The article entitled “Texas man sentenced to 30 nights in a doghouse” caught my eye because 1) Texans are just generally amusing, especially when they are not heavily armed, and 2) frankly, I’m no good at the crossword anyhow, and the overwhelming sense of defeat is really starting to get to me. (Or perhaps that was the roll, one can never really tell.)
The ingenious sentencing of Curtis Robin Jr., accused of forcing his 11-year-old stepson to sleep in a doghouse, really caught my eye. (It also got my mind off trying to think of a six-letter word meaning “Fonz friend” — if you can think of one, please e-mail me).
Apparently, the good folks in Orange, Texas, have instituted a “let the punishment fit the crime” style of justice, wherein they, at least in the case of Robin, tailor sentences that let criminals really get a taste of their own medicine.

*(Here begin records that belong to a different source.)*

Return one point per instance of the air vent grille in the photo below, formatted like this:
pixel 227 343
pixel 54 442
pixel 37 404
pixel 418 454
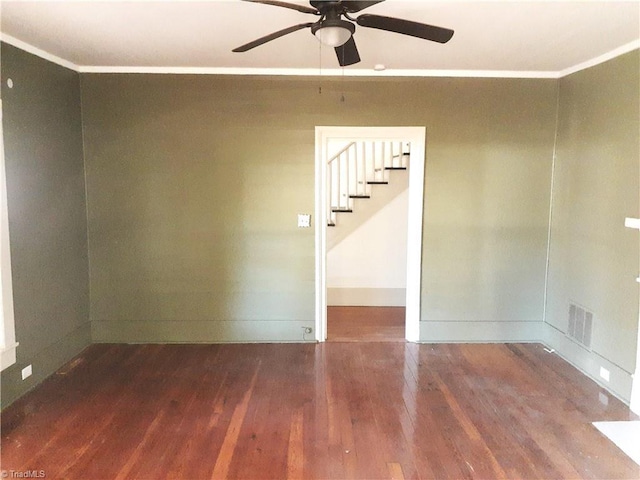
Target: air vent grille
pixel 580 325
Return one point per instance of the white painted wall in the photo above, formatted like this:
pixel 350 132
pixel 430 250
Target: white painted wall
pixel 373 258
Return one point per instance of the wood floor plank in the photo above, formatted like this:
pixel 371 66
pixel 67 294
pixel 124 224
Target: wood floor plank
pixel 343 410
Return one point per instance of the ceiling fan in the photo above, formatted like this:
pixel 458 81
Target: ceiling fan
pixel 333 31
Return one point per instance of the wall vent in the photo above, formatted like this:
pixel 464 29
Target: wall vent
pixel 580 325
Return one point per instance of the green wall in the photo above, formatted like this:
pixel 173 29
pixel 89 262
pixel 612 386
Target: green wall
pixel 194 183
pixel 593 258
pixel 47 216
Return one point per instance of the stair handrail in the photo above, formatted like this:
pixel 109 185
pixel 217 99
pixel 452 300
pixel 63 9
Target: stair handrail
pixel 337 155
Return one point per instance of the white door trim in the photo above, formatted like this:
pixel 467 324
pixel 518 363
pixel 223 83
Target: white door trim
pixel 417 137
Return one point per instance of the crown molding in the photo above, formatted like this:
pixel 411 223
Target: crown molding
pixel 38 52
pixel 312 72
pixel 629 47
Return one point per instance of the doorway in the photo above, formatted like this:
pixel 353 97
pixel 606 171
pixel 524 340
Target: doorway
pixel 416 137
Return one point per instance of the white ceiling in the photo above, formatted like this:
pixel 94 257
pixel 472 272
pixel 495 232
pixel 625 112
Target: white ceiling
pixel 543 38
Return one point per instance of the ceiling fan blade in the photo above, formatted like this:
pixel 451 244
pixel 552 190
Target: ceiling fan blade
pixel 406 27
pixel 348 53
pixel 272 36
pixel 353 6
pixel 292 6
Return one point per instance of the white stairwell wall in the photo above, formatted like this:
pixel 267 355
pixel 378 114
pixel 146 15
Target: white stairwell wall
pixel 367 248
pixel 369 267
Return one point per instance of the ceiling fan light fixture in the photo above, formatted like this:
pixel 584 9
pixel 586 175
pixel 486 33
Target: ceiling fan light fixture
pixel 333 32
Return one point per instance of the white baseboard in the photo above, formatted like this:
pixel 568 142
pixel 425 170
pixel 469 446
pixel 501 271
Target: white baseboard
pixel 589 363
pixel 369 297
pixel 237 331
pixel 479 332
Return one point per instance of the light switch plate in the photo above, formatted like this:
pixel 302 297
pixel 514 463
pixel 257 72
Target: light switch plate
pixel 630 222
pixel 304 220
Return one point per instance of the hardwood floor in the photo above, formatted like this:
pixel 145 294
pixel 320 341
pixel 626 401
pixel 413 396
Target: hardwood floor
pixel 365 324
pixel 325 411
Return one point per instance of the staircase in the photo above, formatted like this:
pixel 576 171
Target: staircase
pixel 362 177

Robin reportedly accepted a plea bargain wherein he traded 30 days in jail for 30 nights in the (very literal) doghouse, a state-supplied 2-by-3-foot structure placed (no doubt to the utter delight of his neighbors) in Robin’s own front yard.
Also, according to the article, in honor of Robin’s first night in his new home, “rain was forecast.”

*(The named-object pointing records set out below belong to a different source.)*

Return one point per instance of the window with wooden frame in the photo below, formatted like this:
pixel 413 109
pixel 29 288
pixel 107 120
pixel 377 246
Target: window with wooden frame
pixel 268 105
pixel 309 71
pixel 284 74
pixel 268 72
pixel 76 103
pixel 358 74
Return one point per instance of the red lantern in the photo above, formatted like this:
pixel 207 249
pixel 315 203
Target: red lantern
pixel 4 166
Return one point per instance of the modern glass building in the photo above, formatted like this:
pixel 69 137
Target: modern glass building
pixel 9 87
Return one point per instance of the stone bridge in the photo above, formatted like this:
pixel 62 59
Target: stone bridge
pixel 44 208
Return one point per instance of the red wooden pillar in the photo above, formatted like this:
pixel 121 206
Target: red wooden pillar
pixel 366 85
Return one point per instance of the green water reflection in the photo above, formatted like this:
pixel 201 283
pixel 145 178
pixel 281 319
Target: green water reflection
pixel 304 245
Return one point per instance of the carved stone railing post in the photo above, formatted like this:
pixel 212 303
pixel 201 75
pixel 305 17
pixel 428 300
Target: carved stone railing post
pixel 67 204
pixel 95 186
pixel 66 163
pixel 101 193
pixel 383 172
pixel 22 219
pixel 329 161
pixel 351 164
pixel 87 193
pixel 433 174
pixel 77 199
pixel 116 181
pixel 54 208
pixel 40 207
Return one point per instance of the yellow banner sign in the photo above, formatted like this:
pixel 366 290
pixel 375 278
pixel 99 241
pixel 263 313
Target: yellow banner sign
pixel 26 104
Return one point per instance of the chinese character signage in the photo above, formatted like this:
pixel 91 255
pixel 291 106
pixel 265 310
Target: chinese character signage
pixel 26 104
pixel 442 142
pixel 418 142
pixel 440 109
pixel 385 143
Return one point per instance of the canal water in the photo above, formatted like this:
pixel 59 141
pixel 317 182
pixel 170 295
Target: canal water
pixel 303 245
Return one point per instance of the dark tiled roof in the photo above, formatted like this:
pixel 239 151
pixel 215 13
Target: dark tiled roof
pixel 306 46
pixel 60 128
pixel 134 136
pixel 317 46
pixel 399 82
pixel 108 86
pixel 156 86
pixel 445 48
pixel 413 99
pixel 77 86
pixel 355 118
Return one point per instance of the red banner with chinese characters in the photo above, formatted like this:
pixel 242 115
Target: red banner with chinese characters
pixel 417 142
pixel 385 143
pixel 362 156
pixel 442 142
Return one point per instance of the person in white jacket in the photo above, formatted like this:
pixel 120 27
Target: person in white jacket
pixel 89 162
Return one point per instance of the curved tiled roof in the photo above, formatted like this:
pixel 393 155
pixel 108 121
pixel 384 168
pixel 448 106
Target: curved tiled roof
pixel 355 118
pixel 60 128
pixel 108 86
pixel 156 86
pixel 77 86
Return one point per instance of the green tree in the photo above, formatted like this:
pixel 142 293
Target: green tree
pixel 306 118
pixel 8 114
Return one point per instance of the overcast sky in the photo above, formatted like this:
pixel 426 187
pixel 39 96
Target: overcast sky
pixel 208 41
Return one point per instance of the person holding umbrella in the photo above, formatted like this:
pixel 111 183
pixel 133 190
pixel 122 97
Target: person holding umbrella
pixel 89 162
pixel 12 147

Sadly, the article did not say how authorities in Orange planned to monitor Robin’s sleeping habits, though I should think that it might involve some sort of shock collar.

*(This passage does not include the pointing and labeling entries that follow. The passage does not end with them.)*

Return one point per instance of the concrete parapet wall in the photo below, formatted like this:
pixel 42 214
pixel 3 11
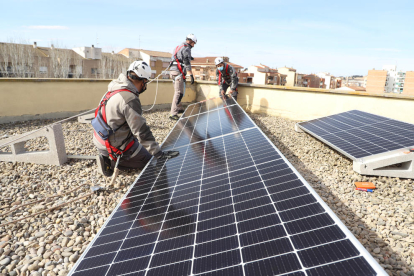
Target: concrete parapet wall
pixel 300 103
pixel 28 99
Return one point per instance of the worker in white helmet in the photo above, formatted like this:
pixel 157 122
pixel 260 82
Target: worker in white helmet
pixel 181 65
pixel 226 77
pixel 120 131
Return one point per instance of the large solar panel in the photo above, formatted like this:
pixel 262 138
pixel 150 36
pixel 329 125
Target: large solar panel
pixel 229 204
pixel 359 134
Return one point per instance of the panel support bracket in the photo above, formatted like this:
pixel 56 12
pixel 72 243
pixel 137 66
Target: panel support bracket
pixel 398 165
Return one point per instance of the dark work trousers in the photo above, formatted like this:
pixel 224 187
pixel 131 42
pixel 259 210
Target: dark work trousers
pixel 234 94
pixel 136 162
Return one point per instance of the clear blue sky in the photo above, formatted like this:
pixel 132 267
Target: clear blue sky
pixel 341 37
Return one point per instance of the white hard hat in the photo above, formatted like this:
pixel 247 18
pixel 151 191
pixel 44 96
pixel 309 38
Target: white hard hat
pixel 218 60
pixel 141 69
pixel 192 37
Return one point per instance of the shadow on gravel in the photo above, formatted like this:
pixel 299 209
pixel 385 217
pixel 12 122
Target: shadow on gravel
pixel 364 233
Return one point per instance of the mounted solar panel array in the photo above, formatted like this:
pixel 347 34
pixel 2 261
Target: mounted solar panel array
pixel 377 145
pixel 229 204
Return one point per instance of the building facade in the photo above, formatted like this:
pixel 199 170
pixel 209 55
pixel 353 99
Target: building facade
pixel 290 73
pixel 387 80
pixel 328 81
pixel 265 75
pixel 312 81
pixel 409 83
pixel 28 61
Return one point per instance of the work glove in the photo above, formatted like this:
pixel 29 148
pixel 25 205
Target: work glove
pixel 167 154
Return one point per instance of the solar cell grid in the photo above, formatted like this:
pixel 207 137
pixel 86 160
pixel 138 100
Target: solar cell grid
pixel 360 134
pixel 227 205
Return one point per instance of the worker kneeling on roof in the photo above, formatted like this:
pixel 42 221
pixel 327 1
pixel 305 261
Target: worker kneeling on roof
pixel 226 77
pixel 120 130
pixel 181 65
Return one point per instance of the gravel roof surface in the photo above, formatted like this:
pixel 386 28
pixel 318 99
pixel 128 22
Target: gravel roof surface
pixel 51 242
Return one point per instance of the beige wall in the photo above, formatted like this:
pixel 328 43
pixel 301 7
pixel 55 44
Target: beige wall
pixel 307 103
pixel 23 99
pixel 376 81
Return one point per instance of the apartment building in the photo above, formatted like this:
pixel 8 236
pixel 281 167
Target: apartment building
pixel 27 61
pixel 265 75
pixel 158 61
pixel 204 68
pixel 312 81
pixel 354 81
pixel 387 80
pixel 409 83
pixel 299 80
pixel 291 75
pixel 328 81
pixel 30 61
pixel 376 80
pixel 245 77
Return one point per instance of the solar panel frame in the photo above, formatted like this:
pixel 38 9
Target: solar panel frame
pixel 369 155
pixel 234 270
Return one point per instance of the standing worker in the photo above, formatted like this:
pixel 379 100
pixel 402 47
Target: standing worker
pixel 226 77
pixel 180 67
pixel 120 132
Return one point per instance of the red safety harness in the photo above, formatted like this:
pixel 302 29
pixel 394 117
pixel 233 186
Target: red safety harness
pixel 113 151
pixel 178 48
pixel 227 69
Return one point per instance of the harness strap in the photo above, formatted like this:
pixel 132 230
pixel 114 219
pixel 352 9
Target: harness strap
pixel 227 69
pixel 113 151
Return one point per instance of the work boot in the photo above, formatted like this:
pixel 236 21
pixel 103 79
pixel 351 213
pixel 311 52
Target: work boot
pixel 104 165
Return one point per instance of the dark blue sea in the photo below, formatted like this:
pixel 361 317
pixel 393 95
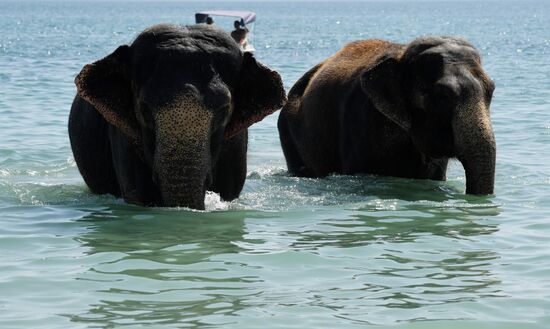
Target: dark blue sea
pixel 341 252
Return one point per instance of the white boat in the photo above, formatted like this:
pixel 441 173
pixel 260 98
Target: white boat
pixel 246 20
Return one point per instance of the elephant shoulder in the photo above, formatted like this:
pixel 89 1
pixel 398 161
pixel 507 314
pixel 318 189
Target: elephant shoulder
pixel 345 65
pixel 297 91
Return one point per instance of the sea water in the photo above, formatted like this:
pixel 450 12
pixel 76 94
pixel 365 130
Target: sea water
pixel 341 252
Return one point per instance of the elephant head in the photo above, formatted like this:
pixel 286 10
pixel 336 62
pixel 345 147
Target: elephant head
pixel 176 94
pixel 436 90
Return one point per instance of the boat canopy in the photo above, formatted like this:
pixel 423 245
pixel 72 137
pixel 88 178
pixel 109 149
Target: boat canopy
pixel 247 17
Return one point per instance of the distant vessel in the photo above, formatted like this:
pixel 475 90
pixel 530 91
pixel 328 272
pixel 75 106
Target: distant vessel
pixel 246 19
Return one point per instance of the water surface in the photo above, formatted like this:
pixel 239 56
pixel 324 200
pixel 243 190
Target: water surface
pixel 345 252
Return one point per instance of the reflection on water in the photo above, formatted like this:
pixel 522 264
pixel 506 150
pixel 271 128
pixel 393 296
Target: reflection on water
pixel 165 266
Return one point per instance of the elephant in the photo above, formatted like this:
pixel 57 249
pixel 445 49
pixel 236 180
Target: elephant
pixel 377 107
pixel 164 119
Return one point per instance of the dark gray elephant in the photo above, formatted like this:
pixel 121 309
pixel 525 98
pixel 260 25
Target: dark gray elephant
pixel 163 120
pixel 398 110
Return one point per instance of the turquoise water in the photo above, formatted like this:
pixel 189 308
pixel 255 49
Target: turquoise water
pixel 343 252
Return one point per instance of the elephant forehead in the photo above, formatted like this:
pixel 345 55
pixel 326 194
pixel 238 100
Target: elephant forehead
pixel 185 118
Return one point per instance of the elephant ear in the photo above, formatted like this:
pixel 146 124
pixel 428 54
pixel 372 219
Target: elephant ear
pixel 382 83
pixel 258 93
pixel 106 85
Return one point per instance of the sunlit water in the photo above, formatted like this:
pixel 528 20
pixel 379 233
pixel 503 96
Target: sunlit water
pixel 342 252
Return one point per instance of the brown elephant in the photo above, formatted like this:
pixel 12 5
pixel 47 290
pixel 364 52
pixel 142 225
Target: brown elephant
pixel 163 120
pixel 382 108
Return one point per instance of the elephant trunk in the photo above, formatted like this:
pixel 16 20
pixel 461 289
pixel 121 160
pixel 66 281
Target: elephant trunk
pixel 182 158
pixel 476 147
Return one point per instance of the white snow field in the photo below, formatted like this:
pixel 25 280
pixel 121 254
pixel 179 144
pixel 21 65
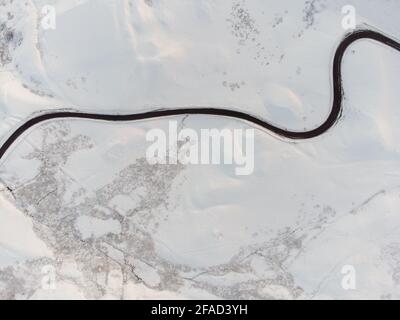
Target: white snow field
pixel 84 216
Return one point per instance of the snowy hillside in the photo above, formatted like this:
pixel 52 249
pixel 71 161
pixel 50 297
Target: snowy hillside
pixel 83 215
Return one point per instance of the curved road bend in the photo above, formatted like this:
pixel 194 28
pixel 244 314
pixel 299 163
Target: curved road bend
pixel 332 118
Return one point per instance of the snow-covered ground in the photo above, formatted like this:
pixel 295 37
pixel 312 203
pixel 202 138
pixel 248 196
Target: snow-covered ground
pixel 84 215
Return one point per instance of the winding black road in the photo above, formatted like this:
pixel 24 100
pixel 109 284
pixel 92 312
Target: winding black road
pixel 334 114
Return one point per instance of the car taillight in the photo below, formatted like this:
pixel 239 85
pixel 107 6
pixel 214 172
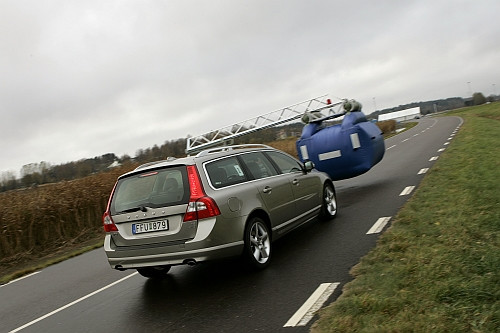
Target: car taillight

This style of criminal justice is just the sort of thing we need to start instituting world-wide.
You may have heard other reports of cities with strict noise ordinances forcing offenders to sit nightly in a small room listening to really bad, really loud music. We’re talking bagpipes and accordions, or possibly even –– horrors –– Neil Diamond. No, no. Anything but that!
It’s an excellent crime-fighting theory, and by no means should it stop there.
For instance, those individuals, and you know who you are, who insist on spitting your chewing gum onto the sidewalk, where I will inevitably step on it if it is anywhere within a 50-mile radius of my intended path — for you I propose this:
For each wad of gum you carelessly discard, you should have to scrape a minimum of 20 wads off of my personal footwear, because, trust me, this is how often I manage to step in the stuff. It’s like a talent.
Oh, and I am also in favor of the death penalty for couples who insist on making out with each other on public forms of transportation. But that is another story entirely.
And the people who think up these blasted crossword puzzles, well, they should just be shot. Or perhaps they should just be forced to supply me with the name of Sally Field’s 1992 Oscar-winning role.